TNS has already attempted to deploy this logic in its proposed reversed merger with Nuremberg-based GfK. Unfortunately, due to a hasty and somewhat botched public announcement last week, some of the benefits have been lost in the fine print. Certainly the message has come across that GfK-TNS will be the world’s second largest research business, but the accompanying cost reductions – now thought to be about £80m – were slow to recommend themselves. The least effect of Sorrell’s counter bid will be to put the GfK option under more rigorous scrutiny.
And here it could be found wanting. Both GfK and TNS are highly reputable companies, but their combination may be less than the sum of their parts. They are heavily focused on the mature and slow-growing Western European market, and correspondingly fairly underpowered in faster-paced emerging markets.
From that point of view Kantar, the research arm of WPP, looks a more complementary fit. WPP is strong in emerging markets and about one-third of its revenue comes from what it calls “measurable businesses” (digital as well as research). TNS may have to work hard to dispel the idea that the GfK deal really is superior, and not merely a cosy defensive alliance of greater benefit to its executives than its shareholders.
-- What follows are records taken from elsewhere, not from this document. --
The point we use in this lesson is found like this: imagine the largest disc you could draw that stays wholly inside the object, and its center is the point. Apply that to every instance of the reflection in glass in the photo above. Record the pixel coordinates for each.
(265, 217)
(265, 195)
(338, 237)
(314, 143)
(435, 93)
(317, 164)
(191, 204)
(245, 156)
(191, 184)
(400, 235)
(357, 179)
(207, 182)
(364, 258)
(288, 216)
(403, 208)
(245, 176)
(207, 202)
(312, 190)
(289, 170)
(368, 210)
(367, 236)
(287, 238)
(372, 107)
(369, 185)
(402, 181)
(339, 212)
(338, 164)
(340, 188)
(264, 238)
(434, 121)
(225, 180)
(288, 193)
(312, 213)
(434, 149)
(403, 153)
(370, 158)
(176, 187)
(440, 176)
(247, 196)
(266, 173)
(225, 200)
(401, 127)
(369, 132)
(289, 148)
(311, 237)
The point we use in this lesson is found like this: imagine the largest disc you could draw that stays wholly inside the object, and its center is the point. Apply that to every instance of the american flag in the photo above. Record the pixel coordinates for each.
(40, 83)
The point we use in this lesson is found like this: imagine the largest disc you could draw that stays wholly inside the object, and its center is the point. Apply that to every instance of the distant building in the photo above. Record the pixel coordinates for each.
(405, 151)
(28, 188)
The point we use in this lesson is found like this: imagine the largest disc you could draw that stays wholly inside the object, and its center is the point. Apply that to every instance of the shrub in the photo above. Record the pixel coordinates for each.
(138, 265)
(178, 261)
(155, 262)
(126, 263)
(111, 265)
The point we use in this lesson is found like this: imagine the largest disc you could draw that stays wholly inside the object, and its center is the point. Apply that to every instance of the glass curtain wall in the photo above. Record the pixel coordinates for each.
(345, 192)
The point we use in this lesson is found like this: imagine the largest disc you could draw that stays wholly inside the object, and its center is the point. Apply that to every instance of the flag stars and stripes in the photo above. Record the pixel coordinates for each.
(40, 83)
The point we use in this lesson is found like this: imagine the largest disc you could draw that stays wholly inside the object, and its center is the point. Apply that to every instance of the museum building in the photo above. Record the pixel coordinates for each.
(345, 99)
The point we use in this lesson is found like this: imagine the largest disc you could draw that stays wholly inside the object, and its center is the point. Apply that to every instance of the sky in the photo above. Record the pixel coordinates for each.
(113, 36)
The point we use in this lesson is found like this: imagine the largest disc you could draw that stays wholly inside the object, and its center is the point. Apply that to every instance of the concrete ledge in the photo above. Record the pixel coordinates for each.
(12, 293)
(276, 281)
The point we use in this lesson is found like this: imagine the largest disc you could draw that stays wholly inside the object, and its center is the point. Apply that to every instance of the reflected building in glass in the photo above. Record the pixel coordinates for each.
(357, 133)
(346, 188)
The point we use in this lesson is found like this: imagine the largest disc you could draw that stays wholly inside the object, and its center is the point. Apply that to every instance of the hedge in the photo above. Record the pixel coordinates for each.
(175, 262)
Then again, there is the money to consider. A 35% bid premium on the pre-GfK price – what Sorrell is offering – is not as generous as it at first sounds; but he can always come back with a better package.
And it is not only Sorrell that TNS has to worry about. Other bidders may be flushed out – such as Nielsen, the world’s largest research group. There’s even Aegis, which might see the acquisition of TNS as a means of diluting Vincent Bolloré’s “baneful” influence over the company.